Recebido em: 13/09/2019
Aprovado em: 15/11/2019
1 Publicação póstuma do texto escrito pelo Prof. Dr. Abílio da Costa-Rosa em 2010. Editoração do "manuscrito": Maico Fernando Costa (Psicólogo, Mestre e Doutorando em Psicologia pela UNESP-Assis); Dr. Silvio José Benelli, Psicólogo e Mestre em Psicologia pela UNESP-Assis, Doutor em Psicologia Social pela USP e Waldir Périco, Psicólogo e Mestre em Psicologia pela UNESP-Assis, Doutorando em Psicanálise pela UERJ.
2 [Nota dos editores]: Carta enviada por e-mail, no dia 28 de fevereiro de 2010, àqueles que integraram a primeira formação desse coletivo de trabalho.
3 [Nota dos editores]: Também referida como Dispositivo Intercessor.
4 [Nota dos editores]: Quando o autor contrapõe os termos "Intercessão" e "Intervenção [disciplinar]", temos que deixar claro que esta última não se confunde com a noção de "Intervenção" presente na perspectiva cartográfica, que estaria mais próxima da ideia de "Intercessão". Mais recentemente, para evitar essa confusão, ao se referir ao avesso dialético da "Intercessão", nosso coletivo de trabalho tem preferido falar em "intromissão".
5 [Nota dos editores]: Nossas reuniões foram realizadas duas vezes por mês, sempre na primeira e na terceira quinta-feira do mês (mesmo quando mês tem 5 semanas), para trabalhar e discutir sobre o tema do sujeito, da subjetividade e dos processos de subjetivação nas diferentes vertentes: Foucault, Sócio-histórica, Materialismo Histórico, Psicanálise Lacaniana, Deleuze e Guattari (Filosofia da Diferença).

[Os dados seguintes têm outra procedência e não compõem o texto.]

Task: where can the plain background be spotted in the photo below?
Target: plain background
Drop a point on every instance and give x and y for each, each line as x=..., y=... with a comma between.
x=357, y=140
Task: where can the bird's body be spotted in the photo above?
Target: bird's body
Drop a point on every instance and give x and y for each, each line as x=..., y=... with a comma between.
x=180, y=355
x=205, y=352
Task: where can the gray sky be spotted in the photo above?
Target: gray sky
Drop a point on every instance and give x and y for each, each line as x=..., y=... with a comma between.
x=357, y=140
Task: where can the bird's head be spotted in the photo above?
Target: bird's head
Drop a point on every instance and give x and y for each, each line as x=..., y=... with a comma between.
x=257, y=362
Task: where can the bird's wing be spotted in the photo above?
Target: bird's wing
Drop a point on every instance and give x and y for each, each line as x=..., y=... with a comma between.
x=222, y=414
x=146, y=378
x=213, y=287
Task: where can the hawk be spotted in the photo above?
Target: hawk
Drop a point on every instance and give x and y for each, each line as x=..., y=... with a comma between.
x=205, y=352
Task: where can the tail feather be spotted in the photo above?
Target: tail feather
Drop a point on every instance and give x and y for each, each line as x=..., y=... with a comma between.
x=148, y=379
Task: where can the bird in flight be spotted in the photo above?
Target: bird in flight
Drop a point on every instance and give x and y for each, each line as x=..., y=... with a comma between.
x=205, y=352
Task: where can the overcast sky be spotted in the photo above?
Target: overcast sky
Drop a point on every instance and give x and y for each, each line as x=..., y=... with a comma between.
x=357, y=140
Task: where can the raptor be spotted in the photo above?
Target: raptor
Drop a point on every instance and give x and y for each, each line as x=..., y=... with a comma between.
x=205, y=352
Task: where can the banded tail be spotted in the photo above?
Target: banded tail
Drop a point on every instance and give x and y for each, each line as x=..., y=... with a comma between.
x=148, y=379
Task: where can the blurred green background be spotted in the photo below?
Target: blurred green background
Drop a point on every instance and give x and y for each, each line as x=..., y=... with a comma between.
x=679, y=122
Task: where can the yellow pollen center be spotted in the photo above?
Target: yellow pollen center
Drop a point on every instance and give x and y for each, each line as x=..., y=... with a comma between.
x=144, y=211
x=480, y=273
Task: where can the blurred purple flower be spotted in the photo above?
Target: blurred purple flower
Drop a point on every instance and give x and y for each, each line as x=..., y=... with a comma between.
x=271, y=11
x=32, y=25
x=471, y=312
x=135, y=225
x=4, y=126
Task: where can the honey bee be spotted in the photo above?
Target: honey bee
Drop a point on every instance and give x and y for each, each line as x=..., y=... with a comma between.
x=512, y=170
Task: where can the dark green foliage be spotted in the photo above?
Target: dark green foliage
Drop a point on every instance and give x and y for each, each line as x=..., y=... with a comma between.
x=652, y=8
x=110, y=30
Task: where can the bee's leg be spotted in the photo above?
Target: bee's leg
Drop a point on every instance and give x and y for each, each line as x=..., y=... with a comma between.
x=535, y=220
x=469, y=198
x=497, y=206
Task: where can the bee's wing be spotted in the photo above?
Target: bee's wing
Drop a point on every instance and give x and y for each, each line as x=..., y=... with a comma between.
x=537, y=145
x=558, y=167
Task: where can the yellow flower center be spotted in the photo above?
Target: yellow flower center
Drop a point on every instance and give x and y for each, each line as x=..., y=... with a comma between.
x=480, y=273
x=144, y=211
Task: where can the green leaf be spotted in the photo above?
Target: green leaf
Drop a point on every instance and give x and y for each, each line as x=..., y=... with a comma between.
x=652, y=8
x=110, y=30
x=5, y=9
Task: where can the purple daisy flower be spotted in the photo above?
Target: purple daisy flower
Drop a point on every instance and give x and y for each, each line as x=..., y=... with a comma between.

6 [Nota dos editores]: Desde essa época, temos realizado encontros, para darmos andamento aos trabalhos de discussão e de escrita. As reuniões de trabalho do LATIPPSS foram realizadas regularmente entre os anos de 2010 a 2018, sempre com a presença inspiradora do Prof. Dr. Abílio da Costa-Rosa. O Dr. Silvio José Benelli participou do LATIPPSS desde o início e em 2011, tendo ingressado como docente no Departamento de Psicologia Clínica da FCL/Unesp de Assis, também passou a colaborar com o Prof. Abílio em suas aulas na Graduação e na Pós-Graduação. Esse coletivo foi constituído por diversos orientandos de Iniciação Científica, de Mestrado e de Doutorando de ambos os docentes. Foi e continua sendo muito fecundo para uma elaboração permanente do Dispositivo Intercessor e para a formação de trabalhadores públicos transdisciplinares.